So. Time for the second post, so SURELY it's going to be my introductory post, right? That would make perfect sense...
Yeah, no. Not happening. As a matter of fact, I don't think I will be doing an introduction post at all. Instead, you'll be getting bits and pieces of me throughout my posts. My co-authors will get introductions (What? Co-authors?), but since I'll be at the helm of this nerd ship, I'll have the most chances to really let myself show through my posts. On that note, let me give you you're second piece of information about me: I am a Gundam whore.
Yes. I eat up anything Gundam. I love every series and build Gunpla. It's amazing. As a matter of fact, it's Gundam that makes me want to go into engineering instead of chemistry and physics. But I digress. What I am going to talk about today is a particular incarnation of Gundam; more specifically Gundam AGE.
Right off the bat, I will say this: in ANY anime review NerdPop does, we will try and keep spoilers to an absolute minimum. Since Gundam AGE is still showing in Japan, this means two things: some spoilers are potentially unavoidable and I am speaking from unofficial subs. Ok, 4th paragraph and I'm still not talking about the series... Let's get into this...
Gundam AGE starts out like most Gundam series, an invading force launches an attack against the Earth (or it's equivalent at the time) and a young boy stumbles across a secret prototype mobile suit known as a a Gundam and proceeds to own the invaders even though it's his first time in the suit (or any suit what so ever). The twist in THIS series is that our protagonist, Flit Asuno (our Amuro or main protagonist), actually designed the Gundam himself (he comes from a long line of mobile suit designers, who in the past had designed the first Gundam prototypes of their timeline, which happens to be Advanced Generation, or A.G. Get it? A.G.? EiGi (in the Japanese phonetic)? AGe?).

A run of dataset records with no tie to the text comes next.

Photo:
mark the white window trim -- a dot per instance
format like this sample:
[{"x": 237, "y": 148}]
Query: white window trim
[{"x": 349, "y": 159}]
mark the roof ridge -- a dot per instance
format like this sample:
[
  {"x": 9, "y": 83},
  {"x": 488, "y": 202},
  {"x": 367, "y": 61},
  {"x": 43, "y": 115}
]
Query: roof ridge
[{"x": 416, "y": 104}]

As with every Gundam incarnation, there has to be a gimmick to the Gundam AGE-1, and in this series, it is the AGE-system, which collects real time data from the battlefield to create new weapons and armaments for the Gundam on the fly (think the Strike packs from Gundam: SEED, but only more customizable from battle to battle). This is a nice way of allowing the Gundam to constantly evolve (which is how it is described in the series), but also kind of a cop out because it allows the Gundam to win every battle. However, this is balanced out by the time for the system to analyze the data and develop the weapons (a nice way to prevent the Kira-esque beatdown that SEED is known for) to battle the reptile-like mobile suits that the Vagan forces (the bad guys of this series. A.K.A. Zeon). Sounds like we have all the makings of a typical Gundam, series from here on out, right?

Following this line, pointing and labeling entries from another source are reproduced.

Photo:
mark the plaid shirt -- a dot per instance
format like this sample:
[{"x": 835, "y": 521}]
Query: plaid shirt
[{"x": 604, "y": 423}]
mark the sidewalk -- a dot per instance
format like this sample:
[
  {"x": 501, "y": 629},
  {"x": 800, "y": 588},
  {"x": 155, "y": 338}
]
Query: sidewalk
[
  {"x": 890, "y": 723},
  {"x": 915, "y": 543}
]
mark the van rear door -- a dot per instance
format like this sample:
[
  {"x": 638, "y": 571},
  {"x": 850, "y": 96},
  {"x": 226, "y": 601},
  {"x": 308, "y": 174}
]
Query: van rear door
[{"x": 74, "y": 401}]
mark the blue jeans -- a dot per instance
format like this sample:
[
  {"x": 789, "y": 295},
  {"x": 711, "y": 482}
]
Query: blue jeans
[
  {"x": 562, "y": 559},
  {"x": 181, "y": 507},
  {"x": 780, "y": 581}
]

Wrong. 15 episodes in and the series does something that the other series never do until their sequel series: they pull a [spoiler (highlight to read):] 25 year time jump and rotate half the cast (This is known as Generation Two). We see the return of much more mature characters from Generation One, as well as Flit's son, Asemu (G2's Amuro) as the pilot of the Gundam AGE-2. Generation Two is also when we are introduced to our masked antagonist (Char) of the series: Zeheart, and anyone who knows the relationship between Amuro and Char knows that these two will be the focus of the series..[/spoiler]. This gimmick for the series occurs one more time, switching from G2 to G3. Now, if you don't want to read the spoiler, it's not a big deal. There isn't anything MAJOR in there, just a few small details about the back half of the first season. However, if you watch the next episode previews, you will hear the narrator say: "Three destinies will form history." This along with the name of the series gives you a hint as to what is going to happen.
Having watched all of the episodes so far, I must say I really love the series. The gimmick of the series actually works really well. It allows the show to be more fast paced and action packed (no flashback episodes like SEED). My only problem with this set up is that we don't have as much development as other series. Conversely though, we don't have all of the frivolous development of the characters that don't really matter to the story (I'm looking at you Sai... Thinking you can steal Kira's Gundam just because he stole your woman). I would really love to see how this format can be applied to the original U.C. Timeline (G1 being Gundam 0079, with G2 and 3 as Zeta, and Char's Counterattack, respectively).
I'm going to hold judgment about whether or not the show is worth seeing through to the end until we actually finish G3, but I definitely think the series is worth checking out just for the new way of telling the story that it presents. Once the series is completed, I'll probably revisit this review and give a bit more insight into the series as a whole, as opposed to just a summary.